Bug 289697 - Wrong highlighting of individual changes in text compare
Summary: Wrong highlighting of individual changes in text compare
Status: REOPENED
Alias: None
Product: Platform
Classification: Eclipse Project
Component: Compare (show other bugs)
Version: 3.5   Edit
Hardware: PC Windows XP
: P3 normal (vote)
Target Milestone: ---   Edit
Assignee: Platform-Compare-Inbox CLA
QA Contact:
URL:
Whiteboard: stalebug
Keywords:
Depends on:
Blocks:
 
Reported: 2009-09-17 04:25 EDT by David Balažic CLA
Modified: 2020-11-03 03:56 EST (History)
1 user (show)

See Also:


Attachments
Screenshot of problem (orange is my self-censorship) (8.59 KB, image/png)
2013-10-08 12:08 EDT, David Balažic CLA
no flags Details
Screenshot of compare (14.56 KB, image/png)
2018-11-13 05:45 EST, David Balažic CLA
no flags Details
file 1 for comparison (188 bytes, text/plain)
2020-11-03 03:56 EST, David Balažic CLA
no flags Details
file 2 for comparison test (183 bytes, text/plain)
2020-11-03 03:56 EST, David Balažic CLA
no flags Details

Note You need to log in before you can comment on or make changes to this bug.
Description David Balažic CLA 2009-09-17 04:25:55 EDT
I have a project checked out from SVN.
I changed a line in a *.java file from:
    return zip.matches("^[a-zA-Z0-9- \\/]+$");
to:
    return zip.matches("^[a-zA-Z0-9- \\/]{8}$");

When I compared my new code to the version in SVN, the individual changes highlight is wrong.
The higlighted part is old version is "\\/]{8}$" and in new version it is "\\/]+$".
That is obviously wrong, since the "\\/]" part is unchanged , also the "$" is unchanged.
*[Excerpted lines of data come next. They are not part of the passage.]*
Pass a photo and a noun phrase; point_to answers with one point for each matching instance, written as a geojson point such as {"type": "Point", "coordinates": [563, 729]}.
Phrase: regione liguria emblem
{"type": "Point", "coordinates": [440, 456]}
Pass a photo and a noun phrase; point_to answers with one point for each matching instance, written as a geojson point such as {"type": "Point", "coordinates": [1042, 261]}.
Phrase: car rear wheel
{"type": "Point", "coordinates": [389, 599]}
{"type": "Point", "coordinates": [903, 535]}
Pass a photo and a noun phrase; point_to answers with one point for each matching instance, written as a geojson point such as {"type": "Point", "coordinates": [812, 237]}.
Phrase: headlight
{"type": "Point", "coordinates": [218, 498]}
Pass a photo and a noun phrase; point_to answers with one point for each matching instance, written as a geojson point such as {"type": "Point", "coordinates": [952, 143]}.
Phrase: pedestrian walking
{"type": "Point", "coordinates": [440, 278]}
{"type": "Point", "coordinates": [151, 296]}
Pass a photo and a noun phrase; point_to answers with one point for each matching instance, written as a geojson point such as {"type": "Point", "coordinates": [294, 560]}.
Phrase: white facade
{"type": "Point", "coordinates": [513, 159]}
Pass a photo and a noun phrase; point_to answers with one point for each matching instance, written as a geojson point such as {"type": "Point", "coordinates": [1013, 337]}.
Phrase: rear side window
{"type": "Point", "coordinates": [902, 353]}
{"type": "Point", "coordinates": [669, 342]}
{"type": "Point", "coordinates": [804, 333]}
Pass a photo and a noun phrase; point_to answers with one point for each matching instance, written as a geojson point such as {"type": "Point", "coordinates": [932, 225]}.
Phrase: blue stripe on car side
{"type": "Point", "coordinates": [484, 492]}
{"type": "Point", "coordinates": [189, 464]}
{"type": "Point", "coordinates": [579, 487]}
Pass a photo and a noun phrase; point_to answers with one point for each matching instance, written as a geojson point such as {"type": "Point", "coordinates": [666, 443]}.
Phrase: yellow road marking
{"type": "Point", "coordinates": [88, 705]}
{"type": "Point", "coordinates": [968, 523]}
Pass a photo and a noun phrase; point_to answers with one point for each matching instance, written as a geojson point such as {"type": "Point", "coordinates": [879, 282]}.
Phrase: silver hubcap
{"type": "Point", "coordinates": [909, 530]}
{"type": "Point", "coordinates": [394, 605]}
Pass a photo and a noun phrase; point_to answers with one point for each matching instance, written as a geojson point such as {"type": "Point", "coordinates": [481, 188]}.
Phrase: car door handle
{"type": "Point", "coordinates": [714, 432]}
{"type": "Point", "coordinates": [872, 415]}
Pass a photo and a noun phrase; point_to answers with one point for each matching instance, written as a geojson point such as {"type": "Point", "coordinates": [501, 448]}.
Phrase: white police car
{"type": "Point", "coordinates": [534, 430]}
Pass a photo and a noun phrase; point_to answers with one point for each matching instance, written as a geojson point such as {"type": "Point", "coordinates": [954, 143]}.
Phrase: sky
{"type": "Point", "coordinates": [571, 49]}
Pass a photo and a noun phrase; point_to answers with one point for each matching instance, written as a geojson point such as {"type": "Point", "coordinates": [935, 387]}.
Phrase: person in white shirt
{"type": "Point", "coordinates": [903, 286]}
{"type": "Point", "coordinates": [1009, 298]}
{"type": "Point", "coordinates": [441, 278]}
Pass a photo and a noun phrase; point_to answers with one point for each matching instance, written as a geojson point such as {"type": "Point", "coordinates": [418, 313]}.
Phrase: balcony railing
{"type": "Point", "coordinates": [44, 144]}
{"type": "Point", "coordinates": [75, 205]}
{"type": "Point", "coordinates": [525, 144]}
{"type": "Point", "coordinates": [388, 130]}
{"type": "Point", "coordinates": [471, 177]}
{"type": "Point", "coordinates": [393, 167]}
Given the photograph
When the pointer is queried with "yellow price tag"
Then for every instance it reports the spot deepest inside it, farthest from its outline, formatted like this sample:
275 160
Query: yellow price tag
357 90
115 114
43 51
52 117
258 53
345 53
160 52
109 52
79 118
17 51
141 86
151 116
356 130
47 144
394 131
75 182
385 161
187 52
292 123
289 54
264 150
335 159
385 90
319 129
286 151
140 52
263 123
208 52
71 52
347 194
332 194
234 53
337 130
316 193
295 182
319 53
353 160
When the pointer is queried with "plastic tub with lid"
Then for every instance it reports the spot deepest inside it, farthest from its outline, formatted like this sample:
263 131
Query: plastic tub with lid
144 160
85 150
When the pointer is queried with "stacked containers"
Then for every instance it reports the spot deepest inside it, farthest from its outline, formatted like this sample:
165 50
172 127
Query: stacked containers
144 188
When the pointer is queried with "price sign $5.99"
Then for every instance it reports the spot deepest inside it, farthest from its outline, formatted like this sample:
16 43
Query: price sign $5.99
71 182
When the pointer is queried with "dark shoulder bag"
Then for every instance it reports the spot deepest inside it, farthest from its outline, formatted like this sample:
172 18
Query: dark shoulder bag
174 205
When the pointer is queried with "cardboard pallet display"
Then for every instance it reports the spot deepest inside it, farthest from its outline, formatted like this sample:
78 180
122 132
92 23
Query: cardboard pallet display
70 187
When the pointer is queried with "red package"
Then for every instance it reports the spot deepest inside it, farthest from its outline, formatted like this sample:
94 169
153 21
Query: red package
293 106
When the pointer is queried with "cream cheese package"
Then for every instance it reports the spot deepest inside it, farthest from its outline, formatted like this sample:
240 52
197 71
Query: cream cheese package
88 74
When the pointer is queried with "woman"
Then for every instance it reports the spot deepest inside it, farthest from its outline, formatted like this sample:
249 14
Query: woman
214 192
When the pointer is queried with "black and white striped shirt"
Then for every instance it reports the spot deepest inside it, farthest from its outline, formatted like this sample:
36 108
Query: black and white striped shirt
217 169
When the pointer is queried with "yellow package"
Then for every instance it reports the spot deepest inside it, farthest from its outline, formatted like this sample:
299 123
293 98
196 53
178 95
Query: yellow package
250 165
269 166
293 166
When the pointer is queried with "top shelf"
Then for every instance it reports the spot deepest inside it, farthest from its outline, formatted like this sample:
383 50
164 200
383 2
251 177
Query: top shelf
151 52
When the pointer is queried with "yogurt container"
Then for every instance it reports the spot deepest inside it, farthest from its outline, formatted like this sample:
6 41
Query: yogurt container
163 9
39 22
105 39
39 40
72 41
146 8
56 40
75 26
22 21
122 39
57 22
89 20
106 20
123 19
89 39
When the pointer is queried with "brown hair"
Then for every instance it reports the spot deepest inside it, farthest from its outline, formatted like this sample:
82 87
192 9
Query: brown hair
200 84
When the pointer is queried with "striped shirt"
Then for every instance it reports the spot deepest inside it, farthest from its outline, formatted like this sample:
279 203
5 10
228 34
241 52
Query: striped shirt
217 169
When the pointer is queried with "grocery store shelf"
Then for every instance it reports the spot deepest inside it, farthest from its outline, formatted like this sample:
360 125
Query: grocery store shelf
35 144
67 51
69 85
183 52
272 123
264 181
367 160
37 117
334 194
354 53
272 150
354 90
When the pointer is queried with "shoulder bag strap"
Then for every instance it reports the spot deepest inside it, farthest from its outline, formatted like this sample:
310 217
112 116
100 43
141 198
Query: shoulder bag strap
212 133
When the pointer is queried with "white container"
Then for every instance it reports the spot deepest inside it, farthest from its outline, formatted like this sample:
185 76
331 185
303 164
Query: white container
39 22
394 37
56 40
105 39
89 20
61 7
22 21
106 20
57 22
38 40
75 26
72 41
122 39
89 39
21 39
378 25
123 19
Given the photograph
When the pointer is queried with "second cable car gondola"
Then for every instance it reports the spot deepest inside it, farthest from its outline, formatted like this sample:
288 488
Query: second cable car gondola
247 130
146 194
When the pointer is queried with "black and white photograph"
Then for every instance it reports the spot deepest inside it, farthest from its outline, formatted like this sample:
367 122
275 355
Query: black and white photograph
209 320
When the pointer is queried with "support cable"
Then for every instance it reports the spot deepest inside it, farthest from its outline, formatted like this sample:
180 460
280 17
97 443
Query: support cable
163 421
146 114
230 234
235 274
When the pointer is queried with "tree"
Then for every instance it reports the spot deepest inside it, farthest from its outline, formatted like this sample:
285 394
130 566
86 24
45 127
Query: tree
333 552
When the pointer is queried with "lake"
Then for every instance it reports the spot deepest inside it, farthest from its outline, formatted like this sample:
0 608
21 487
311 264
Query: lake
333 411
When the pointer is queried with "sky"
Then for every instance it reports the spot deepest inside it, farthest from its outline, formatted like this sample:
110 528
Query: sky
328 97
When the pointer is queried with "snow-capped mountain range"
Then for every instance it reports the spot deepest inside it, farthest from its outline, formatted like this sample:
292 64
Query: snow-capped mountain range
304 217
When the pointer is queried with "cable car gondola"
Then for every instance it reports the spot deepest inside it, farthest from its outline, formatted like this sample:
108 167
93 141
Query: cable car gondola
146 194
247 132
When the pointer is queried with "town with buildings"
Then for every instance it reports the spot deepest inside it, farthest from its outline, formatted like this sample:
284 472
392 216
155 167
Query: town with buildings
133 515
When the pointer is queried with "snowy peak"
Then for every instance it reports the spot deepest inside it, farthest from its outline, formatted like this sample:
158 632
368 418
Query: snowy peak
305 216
It should be: "{8}" and "+" highlighted.

This is the same if I switch from "Java Source Compare" to "Text Compare".

-- Configuration Details --
Product: Eclipse 1.2.0.20090618-0904 (org.eclipse.epp.package.jee.product)
Installed Features:
 org.eclipse.platform 3.5.0.v20090611a-9gEeG1HFtQcmRThO4O3aR_fqSMvJR2sJ
Comment 1 Martin Johansen CLA 2010-04-20 08:28:02 EDT
This bug is related to 271427.

The issue is with

org.eclipse.compare.contentmergeviewer.TokenComparator

It groups tokens into these groups: unspecified, whitespaces, digits, letters and quotes. The phenomenon reported is caused by the unspecified tokens being grouped into one group.

There are several possible solutions to this. A simple solution, which might not be the best one, is to treat each unspecified character as a token, this solves bug 271427 and bug 289697. I would argue it is intuitive behavior for the tokenizer.

A quick-fix is this is to change line 62 in TokenComparator.java as follows;

\begin{verbatim}
<			if (category != lastCategory) {
>			if (category != lastCategory || category == '?') {
\end{verbatim}

The deeper issue here is of course to what degree TokenComparator should take into account the semantics of the text it parses. I leave this question open.
Comment 2 David Balažic CLA 2011-05-23 13:39:14 EDT
Would it be acceptable to add an option of not grouping at all?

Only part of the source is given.